December 21, 2022
The incoming Healey-Driscoll administration will have its hands full over the coming weeks as it endeavors to execute a smooth transition and get a jump on its priorities for successful governance.
But the new Democrat-led executive team would do well to get its best and brightest engaged early and expeditiously on coastal Dorchester, where a confluence of development projects, deferred maintenance, and climate change pressures are about to crash into each other with the force of a tsunami.
If harnessed correctly and with the proper urgency, the new basketball-loving governor and her team can put some big points on her first-quarter scoreboard by paying close attention to what’s happening in our neighborhood.
The most pressing need from the Commonwealth’s perspective is to put some coordination, funding, and leadership into the vulnerable, aging infrastructure along Morrissey Boulevard, the state-owned parkway that runs past the waterfront from Neponset to Koszciuzko circle.
A plan to modernize, elevate, and add sensible elements for safe passage for bicylists and pedestrians has been languishing under the current administration, which seemed content to let the next team figure out the complex and politically sensitive solutions. With thousands of new housing units now in the pipeline along Morrissey— a good many of them now just months away from occupancy— there’s really no cushion left in terms of a timeframe for planning.

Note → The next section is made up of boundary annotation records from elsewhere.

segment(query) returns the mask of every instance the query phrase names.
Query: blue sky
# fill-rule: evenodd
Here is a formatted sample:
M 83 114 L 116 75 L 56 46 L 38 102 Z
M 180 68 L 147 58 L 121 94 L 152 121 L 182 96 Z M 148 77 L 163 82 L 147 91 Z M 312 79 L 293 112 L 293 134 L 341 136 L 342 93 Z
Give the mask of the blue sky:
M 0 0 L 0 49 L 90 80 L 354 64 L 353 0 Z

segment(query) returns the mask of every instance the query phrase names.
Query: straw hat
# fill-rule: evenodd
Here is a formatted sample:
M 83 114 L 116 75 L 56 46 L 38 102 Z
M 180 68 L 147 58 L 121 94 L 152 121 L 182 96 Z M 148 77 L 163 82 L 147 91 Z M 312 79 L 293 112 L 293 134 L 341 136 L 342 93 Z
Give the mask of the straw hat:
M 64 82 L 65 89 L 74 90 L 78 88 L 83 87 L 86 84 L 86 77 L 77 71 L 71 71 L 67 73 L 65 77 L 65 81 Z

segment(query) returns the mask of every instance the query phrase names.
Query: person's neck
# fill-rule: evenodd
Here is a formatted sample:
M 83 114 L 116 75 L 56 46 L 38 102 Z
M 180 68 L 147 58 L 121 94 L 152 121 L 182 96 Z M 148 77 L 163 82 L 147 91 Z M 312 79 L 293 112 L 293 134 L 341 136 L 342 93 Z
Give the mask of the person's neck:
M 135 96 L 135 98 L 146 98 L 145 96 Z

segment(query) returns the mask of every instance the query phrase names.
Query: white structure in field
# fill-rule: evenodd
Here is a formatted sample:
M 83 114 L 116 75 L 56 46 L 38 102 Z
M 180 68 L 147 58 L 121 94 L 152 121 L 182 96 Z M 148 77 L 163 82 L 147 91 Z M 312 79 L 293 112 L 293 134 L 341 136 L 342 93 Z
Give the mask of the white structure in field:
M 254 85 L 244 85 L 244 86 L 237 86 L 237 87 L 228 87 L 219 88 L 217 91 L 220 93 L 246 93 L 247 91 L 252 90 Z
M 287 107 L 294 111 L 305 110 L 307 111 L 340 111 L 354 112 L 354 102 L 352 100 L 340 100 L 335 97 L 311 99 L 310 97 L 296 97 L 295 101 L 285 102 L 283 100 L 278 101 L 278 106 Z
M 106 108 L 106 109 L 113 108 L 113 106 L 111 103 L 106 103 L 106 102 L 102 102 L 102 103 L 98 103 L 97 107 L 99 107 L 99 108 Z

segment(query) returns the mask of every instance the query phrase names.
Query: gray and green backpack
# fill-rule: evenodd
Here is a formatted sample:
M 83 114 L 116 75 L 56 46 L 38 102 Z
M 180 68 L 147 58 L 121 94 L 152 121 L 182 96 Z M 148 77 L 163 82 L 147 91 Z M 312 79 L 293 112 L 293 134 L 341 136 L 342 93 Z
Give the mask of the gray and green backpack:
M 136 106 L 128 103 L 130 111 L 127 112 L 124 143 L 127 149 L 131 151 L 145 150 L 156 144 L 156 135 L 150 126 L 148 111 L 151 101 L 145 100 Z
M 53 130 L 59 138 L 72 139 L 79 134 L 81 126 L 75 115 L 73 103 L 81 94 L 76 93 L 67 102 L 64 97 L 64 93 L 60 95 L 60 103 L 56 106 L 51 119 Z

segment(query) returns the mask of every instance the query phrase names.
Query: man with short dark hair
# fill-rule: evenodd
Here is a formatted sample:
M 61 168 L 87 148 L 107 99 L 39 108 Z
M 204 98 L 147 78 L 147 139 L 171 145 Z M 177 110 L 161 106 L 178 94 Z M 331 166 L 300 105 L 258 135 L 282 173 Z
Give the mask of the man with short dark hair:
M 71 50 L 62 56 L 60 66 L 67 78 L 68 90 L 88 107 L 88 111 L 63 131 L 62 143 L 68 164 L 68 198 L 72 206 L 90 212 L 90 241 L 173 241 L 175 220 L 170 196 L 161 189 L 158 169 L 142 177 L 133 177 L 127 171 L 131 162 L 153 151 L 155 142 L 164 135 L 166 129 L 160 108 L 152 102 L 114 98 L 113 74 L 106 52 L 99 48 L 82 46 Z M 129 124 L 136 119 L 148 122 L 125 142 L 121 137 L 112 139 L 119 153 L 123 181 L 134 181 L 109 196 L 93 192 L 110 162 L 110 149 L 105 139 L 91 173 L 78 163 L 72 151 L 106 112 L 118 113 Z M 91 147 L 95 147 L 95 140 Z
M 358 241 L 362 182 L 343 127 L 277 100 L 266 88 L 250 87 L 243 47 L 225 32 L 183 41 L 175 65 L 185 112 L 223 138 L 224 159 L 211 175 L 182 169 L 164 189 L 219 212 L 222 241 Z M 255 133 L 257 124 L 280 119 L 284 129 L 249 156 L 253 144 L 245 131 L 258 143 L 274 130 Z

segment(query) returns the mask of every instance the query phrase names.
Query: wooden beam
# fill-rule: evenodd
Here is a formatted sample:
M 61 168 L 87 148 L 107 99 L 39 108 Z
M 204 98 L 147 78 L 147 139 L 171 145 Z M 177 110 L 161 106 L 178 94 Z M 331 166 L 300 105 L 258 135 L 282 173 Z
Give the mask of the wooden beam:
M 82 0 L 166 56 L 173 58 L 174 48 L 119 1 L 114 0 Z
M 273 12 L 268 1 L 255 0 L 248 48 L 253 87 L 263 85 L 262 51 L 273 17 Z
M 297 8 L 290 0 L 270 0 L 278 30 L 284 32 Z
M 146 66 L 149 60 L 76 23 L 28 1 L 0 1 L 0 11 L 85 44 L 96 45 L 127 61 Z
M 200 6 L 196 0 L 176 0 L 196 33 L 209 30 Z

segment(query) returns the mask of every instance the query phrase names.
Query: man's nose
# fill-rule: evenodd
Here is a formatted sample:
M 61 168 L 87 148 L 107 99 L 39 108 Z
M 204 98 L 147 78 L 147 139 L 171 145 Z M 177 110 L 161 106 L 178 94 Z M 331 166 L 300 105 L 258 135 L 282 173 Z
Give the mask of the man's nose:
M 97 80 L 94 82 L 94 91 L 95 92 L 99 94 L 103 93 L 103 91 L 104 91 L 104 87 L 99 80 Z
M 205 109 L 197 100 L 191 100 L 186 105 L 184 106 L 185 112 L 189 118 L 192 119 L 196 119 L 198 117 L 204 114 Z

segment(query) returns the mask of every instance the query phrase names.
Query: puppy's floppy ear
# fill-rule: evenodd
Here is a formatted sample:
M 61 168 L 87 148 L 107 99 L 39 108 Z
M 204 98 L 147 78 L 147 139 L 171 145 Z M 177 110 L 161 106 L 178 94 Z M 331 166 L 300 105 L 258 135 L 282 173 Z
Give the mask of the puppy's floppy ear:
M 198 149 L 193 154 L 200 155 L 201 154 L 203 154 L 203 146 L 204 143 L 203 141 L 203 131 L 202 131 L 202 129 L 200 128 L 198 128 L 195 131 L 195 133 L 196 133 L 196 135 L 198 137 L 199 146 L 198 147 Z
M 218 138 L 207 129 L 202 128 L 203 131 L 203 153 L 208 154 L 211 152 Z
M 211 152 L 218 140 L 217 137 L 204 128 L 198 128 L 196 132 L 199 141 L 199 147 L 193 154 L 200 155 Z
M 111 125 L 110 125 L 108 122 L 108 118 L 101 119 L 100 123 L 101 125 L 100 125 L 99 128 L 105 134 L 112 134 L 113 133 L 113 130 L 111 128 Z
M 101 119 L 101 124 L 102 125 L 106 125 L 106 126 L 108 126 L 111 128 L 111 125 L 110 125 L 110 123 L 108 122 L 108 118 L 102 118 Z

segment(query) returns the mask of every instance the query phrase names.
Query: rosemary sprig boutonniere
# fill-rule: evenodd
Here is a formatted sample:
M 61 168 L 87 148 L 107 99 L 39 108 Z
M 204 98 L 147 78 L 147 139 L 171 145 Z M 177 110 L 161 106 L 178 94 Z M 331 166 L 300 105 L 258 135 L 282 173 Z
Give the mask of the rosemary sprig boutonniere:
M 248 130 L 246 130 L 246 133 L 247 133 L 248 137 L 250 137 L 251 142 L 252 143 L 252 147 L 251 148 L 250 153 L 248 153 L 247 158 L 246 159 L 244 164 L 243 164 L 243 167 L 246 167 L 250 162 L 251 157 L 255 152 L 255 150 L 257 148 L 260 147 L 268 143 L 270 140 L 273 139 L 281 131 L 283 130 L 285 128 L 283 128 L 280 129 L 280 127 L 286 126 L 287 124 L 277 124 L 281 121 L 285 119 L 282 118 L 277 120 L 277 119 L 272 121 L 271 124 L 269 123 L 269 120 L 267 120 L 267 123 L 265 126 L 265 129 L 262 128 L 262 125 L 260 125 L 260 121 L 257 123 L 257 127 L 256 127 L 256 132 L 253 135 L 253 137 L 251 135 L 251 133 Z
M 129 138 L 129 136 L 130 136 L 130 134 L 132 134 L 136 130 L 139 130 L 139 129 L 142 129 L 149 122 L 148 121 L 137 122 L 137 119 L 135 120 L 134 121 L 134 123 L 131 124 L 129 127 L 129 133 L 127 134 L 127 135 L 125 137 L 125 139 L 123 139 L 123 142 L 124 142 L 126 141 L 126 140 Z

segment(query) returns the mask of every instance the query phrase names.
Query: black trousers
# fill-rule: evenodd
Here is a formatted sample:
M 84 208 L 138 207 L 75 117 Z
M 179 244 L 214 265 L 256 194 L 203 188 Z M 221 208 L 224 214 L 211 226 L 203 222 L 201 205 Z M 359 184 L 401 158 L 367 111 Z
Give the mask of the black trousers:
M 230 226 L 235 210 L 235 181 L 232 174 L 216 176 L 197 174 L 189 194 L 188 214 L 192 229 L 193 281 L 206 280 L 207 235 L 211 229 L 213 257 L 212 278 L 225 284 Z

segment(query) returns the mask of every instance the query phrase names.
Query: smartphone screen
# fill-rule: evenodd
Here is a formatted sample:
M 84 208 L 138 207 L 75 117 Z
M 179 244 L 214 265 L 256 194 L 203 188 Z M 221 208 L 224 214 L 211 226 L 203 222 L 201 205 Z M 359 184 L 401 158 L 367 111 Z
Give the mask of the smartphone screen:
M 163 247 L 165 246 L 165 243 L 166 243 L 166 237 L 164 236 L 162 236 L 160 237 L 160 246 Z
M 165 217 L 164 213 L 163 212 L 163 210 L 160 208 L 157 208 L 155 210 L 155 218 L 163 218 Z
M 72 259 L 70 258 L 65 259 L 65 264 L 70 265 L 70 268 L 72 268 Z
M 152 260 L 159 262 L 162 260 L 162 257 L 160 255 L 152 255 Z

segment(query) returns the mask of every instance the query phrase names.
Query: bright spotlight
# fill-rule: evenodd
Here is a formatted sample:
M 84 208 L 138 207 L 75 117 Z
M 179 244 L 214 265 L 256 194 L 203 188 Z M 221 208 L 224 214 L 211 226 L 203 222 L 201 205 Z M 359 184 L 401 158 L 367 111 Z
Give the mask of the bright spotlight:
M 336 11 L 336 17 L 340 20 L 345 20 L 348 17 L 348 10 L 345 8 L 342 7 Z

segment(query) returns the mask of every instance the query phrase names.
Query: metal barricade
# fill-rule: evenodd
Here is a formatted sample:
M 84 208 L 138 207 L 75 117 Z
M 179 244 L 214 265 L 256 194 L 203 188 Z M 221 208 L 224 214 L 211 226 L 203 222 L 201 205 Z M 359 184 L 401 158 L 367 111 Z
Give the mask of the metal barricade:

The same holds true for the critically important public transit hub at JFK-UMass, which has now gone several decades without a substantial investment in repair or rebuild. And, as the Reporter has documented in recent stories, the facility has become more than an embarrassing eyesore. It’s both a hazard and a hindrance in a part of the city that’s about to grow exponentially.
In 2015, a well-meaning group of Boston leaders from business, sports, and politics advanced an ambitious plan to bring the 2024 Summer Olympic games to Boston. Their vision, in part, was to catalyze major investment in infrastructure that could serve the region long after the games decamped. The Morrissey-Columbia Point area would have been ground zero for the effort, with a sprawling Athletes Village planned for the UMass-owned Bayside campus.
Now, in place of the ’24 Summer Games, there’s the $5 billion, 36-acre Dorchester Bay City development that is quickly heading toward key approvals from city planners, perhaps as soon as next summer. And while the city of Boston and the Wu administration are providing the necessary oversight to the project right now, it will require state leadership to make sure the corresponding needs are met for assets like Day Boulevard, Morrissey, JFK-UMass station and, of course, Kosziusko Circle.
The Healey team might do well to treat this challenge as though the Olympics bid never was scrapped. Apply that same urgency to mobilize a public-private effort that can align engineering prowess, taxpayer dollars, and private funds from massive projects like Dorchester Bay City. It will take an all-star team from the state side— with some personal attention from the governor herself— to make it happen. And it’ll be far from a layup or a quick jump shot. But it would be a huge win for a first-term administration to put its collective back into a hugely important set of projects that will transform this section of Boston for generations to come.
We hope Team Healey will rise to that challenge.